At last there came a day, a Rakhati year and a half after their arrival in Kashan, when Supaari told them that he had worked out a way for them to visit Gayjur. It would take some time; there were many arrangements, and the visit would have to wait until after the next rainy season. He would not be able to come upriver to visit them during that time but he would return at the beginning of Partan and take them to the city. His plan hinged somehow on their ability to see in redlight, but he was indirect about why this should be so.

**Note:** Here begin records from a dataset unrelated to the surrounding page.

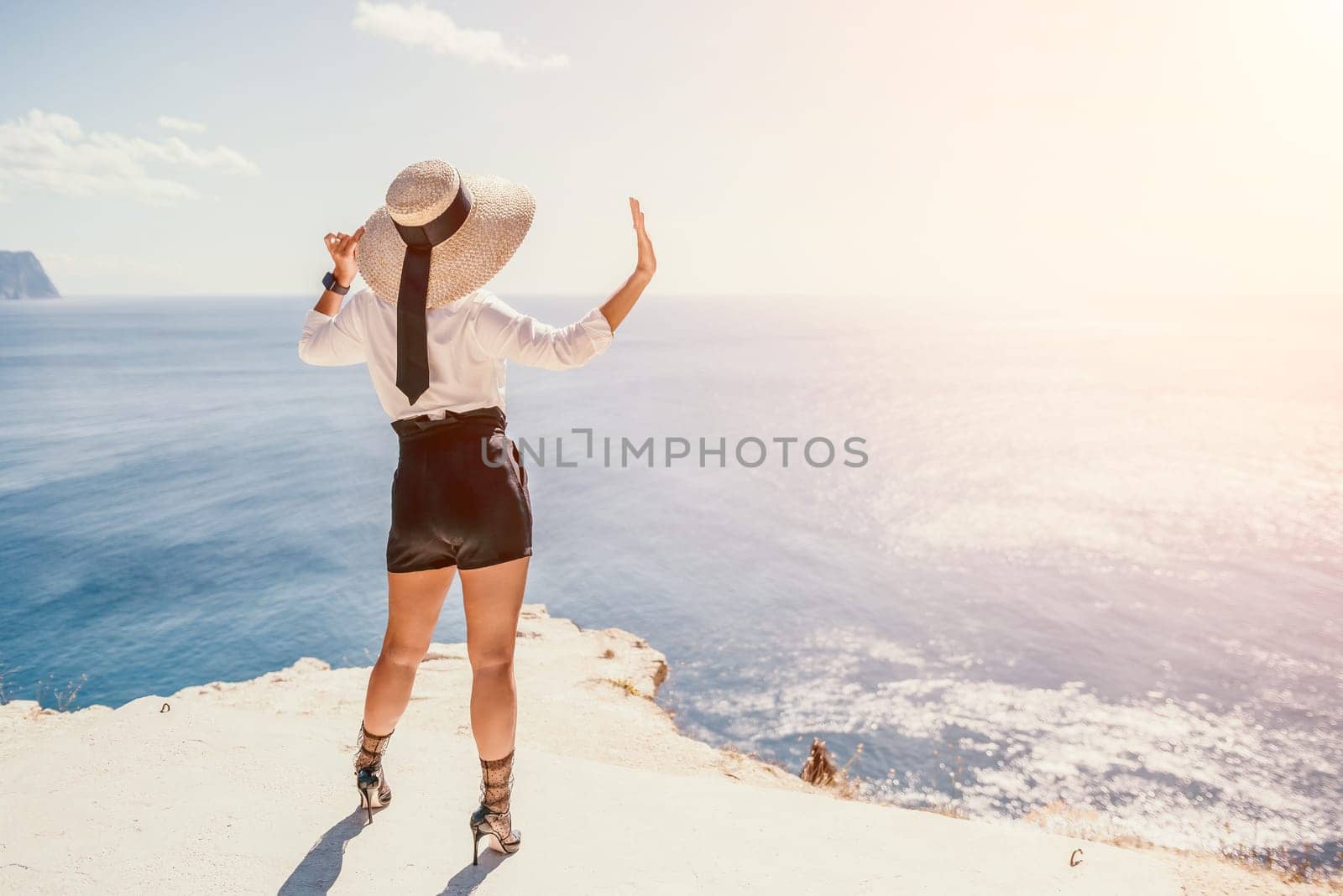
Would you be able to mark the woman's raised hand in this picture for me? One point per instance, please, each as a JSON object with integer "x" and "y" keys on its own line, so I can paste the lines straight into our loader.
{"x": 342, "y": 248}
{"x": 648, "y": 263}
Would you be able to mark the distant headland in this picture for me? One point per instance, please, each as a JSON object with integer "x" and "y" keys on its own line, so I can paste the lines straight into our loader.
{"x": 22, "y": 278}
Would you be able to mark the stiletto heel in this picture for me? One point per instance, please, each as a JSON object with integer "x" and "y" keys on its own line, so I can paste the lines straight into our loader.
{"x": 368, "y": 794}
{"x": 369, "y": 779}
{"x": 488, "y": 824}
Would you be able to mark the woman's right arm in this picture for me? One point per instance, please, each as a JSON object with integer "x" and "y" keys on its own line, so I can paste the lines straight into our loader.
{"x": 333, "y": 336}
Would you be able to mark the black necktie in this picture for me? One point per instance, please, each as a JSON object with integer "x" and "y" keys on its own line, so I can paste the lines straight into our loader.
{"x": 411, "y": 329}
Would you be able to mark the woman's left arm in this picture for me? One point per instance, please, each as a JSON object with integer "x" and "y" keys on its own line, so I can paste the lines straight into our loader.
{"x": 504, "y": 333}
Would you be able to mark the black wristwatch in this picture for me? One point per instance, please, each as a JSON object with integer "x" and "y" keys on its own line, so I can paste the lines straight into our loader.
{"x": 329, "y": 282}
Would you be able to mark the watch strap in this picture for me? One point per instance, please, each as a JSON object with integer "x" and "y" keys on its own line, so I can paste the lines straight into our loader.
{"x": 329, "y": 282}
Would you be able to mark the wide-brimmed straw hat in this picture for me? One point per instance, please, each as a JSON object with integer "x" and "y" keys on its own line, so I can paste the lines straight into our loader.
{"x": 473, "y": 221}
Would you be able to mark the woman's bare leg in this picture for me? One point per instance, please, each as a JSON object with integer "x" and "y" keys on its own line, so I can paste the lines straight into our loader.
{"x": 494, "y": 598}
{"x": 414, "y": 602}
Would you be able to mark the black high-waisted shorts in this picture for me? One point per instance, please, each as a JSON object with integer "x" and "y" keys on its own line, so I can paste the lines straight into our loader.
{"x": 449, "y": 506}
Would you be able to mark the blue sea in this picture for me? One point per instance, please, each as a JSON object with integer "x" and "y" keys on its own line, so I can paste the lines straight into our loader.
{"x": 1091, "y": 568}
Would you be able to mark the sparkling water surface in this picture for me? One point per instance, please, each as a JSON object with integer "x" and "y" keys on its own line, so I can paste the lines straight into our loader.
{"x": 1090, "y": 566}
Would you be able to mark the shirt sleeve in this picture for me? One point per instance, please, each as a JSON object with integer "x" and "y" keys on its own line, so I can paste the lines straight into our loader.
{"x": 333, "y": 341}
{"x": 504, "y": 333}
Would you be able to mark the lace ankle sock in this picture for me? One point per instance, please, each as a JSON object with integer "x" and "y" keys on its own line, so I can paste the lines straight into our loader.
{"x": 497, "y": 784}
{"x": 371, "y": 748}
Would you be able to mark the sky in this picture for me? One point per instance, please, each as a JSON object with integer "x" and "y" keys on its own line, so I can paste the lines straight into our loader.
{"x": 1007, "y": 152}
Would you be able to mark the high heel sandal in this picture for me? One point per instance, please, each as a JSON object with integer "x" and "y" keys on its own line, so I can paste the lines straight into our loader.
{"x": 369, "y": 779}
{"x": 494, "y": 815}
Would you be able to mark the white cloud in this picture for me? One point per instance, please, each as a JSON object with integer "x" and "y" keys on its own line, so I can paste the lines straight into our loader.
{"x": 181, "y": 123}
{"x": 51, "y": 152}
{"x": 421, "y": 26}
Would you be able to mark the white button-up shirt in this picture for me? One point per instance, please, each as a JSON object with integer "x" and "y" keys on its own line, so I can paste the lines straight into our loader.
{"x": 469, "y": 342}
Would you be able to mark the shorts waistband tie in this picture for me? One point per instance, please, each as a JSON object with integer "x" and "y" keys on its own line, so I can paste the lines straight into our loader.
{"x": 426, "y": 423}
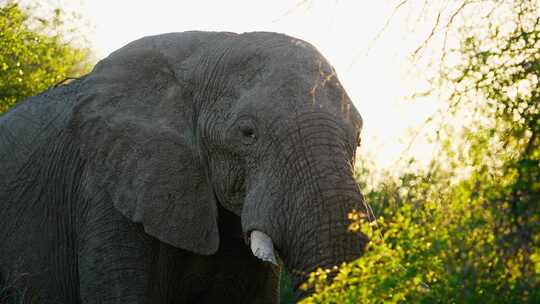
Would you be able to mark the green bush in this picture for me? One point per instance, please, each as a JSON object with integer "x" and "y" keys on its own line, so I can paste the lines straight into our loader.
{"x": 467, "y": 229}
{"x": 34, "y": 53}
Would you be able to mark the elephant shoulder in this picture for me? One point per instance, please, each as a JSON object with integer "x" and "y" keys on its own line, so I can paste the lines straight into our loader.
{"x": 29, "y": 125}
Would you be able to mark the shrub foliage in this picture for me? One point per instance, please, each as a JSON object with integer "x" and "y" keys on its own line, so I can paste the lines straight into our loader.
{"x": 466, "y": 229}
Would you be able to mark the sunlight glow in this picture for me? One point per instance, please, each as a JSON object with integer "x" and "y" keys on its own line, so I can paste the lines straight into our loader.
{"x": 372, "y": 68}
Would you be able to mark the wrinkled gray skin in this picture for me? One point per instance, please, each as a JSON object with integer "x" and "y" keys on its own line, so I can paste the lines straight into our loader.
{"x": 142, "y": 181}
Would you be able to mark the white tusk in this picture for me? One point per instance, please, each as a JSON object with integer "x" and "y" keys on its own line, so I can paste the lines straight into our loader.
{"x": 262, "y": 246}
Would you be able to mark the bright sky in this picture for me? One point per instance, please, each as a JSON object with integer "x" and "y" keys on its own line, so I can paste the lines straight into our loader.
{"x": 374, "y": 73}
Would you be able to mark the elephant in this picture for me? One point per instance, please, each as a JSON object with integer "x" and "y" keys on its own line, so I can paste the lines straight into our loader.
{"x": 185, "y": 167}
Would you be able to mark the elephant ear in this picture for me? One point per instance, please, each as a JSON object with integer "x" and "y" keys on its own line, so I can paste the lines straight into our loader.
{"x": 136, "y": 123}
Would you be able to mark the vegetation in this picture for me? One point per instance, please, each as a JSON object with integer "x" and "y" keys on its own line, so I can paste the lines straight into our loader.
{"x": 466, "y": 229}
{"x": 35, "y": 53}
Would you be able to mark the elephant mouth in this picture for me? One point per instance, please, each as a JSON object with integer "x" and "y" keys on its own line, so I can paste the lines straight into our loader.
{"x": 262, "y": 247}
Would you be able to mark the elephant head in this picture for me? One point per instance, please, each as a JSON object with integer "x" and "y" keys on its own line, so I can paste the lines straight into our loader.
{"x": 174, "y": 125}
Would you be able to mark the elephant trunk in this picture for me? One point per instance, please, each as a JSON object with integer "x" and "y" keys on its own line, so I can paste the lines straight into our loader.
{"x": 304, "y": 208}
{"x": 325, "y": 242}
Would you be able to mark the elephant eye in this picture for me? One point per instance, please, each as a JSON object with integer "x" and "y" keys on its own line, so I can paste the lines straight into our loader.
{"x": 247, "y": 131}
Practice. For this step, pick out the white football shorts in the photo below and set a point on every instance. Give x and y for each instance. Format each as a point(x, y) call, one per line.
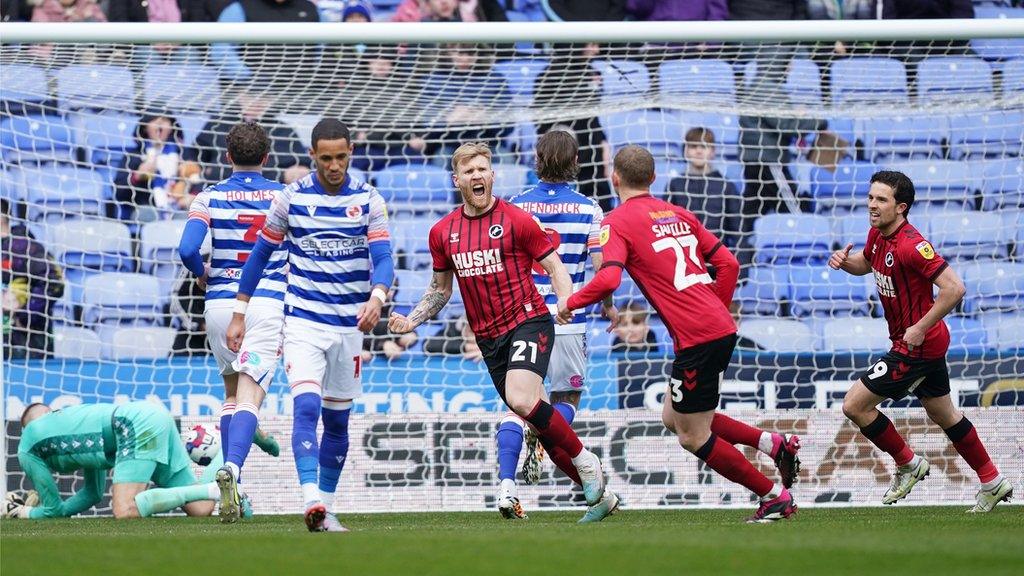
point(324, 361)
point(261, 345)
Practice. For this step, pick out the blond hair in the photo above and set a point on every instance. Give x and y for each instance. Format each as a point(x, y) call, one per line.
point(469, 151)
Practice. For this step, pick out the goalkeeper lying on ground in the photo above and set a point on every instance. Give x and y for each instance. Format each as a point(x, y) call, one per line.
point(138, 440)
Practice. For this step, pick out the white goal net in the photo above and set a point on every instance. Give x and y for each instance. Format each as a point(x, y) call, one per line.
point(102, 146)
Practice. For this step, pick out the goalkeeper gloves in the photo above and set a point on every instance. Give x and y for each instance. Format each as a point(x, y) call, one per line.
point(19, 504)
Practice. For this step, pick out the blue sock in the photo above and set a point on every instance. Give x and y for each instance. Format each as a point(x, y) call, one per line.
point(334, 448)
point(226, 410)
point(566, 410)
point(509, 439)
point(243, 427)
point(305, 414)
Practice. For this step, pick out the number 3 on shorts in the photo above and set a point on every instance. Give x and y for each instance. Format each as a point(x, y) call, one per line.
point(878, 370)
point(519, 350)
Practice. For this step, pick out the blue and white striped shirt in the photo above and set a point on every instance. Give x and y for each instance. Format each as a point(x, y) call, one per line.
point(573, 223)
point(329, 239)
point(235, 210)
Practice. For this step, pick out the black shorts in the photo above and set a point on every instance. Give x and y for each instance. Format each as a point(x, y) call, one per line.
point(696, 373)
point(526, 346)
point(897, 375)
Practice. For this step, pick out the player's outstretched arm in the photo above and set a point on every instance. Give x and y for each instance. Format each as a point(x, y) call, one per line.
point(437, 294)
point(855, 263)
point(951, 291)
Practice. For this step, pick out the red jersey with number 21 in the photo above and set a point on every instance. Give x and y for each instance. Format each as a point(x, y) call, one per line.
point(905, 265)
point(664, 247)
point(493, 257)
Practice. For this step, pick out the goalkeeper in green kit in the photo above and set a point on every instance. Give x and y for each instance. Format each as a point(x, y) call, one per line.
point(137, 440)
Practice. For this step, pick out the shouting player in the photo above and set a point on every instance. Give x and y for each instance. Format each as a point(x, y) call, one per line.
point(492, 246)
point(233, 210)
point(666, 249)
point(336, 228)
point(905, 266)
point(572, 222)
point(137, 440)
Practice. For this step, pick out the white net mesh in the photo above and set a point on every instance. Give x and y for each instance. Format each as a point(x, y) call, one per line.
point(97, 307)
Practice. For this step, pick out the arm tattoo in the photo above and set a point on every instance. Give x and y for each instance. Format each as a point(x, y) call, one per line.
point(431, 302)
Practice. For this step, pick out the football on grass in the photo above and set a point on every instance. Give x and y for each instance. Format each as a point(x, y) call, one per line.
point(202, 443)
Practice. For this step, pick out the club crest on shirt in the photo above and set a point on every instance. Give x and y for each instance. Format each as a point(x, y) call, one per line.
point(926, 249)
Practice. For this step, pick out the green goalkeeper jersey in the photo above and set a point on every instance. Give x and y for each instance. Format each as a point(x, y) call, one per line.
point(78, 438)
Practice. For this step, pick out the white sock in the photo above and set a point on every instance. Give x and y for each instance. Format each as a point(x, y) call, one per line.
point(508, 488)
point(328, 499)
point(991, 484)
point(310, 494)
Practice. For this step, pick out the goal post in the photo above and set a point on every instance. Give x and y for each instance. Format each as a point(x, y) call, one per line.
point(769, 131)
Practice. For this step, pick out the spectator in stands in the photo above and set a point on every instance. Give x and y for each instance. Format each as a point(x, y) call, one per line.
point(633, 333)
point(450, 10)
point(289, 157)
point(157, 181)
point(67, 10)
point(570, 81)
point(380, 340)
point(32, 283)
point(702, 190)
point(585, 10)
point(260, 62)
point(456, 338)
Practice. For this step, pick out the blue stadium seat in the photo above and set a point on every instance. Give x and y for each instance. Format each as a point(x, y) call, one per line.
point(868, 80)
point(724, 126)
point(904, 136)
point(54, 192)
point(76, 343)
point(1004, 331)
point(852, 228)
point(994, 133)
point(707, 81)
point(110, 87)
point(23, 83)
point(967, 235)
point(623, 80)
point(792, 238)
point(659, 131)
point(417, 188)
point(520, 75)
point(115, 297)
point(855, 334)
point(846, 188)
point(999, 48)
point(993, 286)
point(36, 138)
point(940, 181)
point(818, 290)
point(778, 334)
point(107, 136)
point(152, 342)
point(665, 170)
point(181, 87)
point(944, 79)
point(966, 334)
point(1013, 79)
point(765, 289)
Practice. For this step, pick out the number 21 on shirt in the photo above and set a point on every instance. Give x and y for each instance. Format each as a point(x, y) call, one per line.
point(685, 250)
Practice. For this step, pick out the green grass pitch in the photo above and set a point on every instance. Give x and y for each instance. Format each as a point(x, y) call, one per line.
point(897, 540)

In any case, they were reasonably content with the situation as it stood. They were all productively employed. Supaari had been wonderfully helpful in many ways, and they did not want to impose on his good nature. 'Step by step,' Emilio would say, and Marc would add, 'It is as it should be.'

During this time, the health of the Jesuit party remained good, on the whole. They were free of viral illness since there was no disease reservoir here that could affect them. Jimmy broke a finger. Marc was badly bitten by something he'd found while poking around and lifting up rocks; it got away, so they were never sure what the culprit was, but Robichaux recovered. George confirmed Manuzhai's fears by falling off a walkway one night, but he wasn't seriously hurt. There was the usual run of cuts, bruises, blisters and muscle pulls. For a while Sofia had a lot of headaches, trying to cut back on coffee because the VaKashani now swayed with dismay whenever the foreigners actually drank the stuff instead of selling it. After a month of doling out analgesics, Anne suggested that Sofia should just do her drinking in private. Sofia adopted this solution with relief.

In general, it was a tidy little practice for Anne Edwards, M.D., flawed only by despair for one of her patients.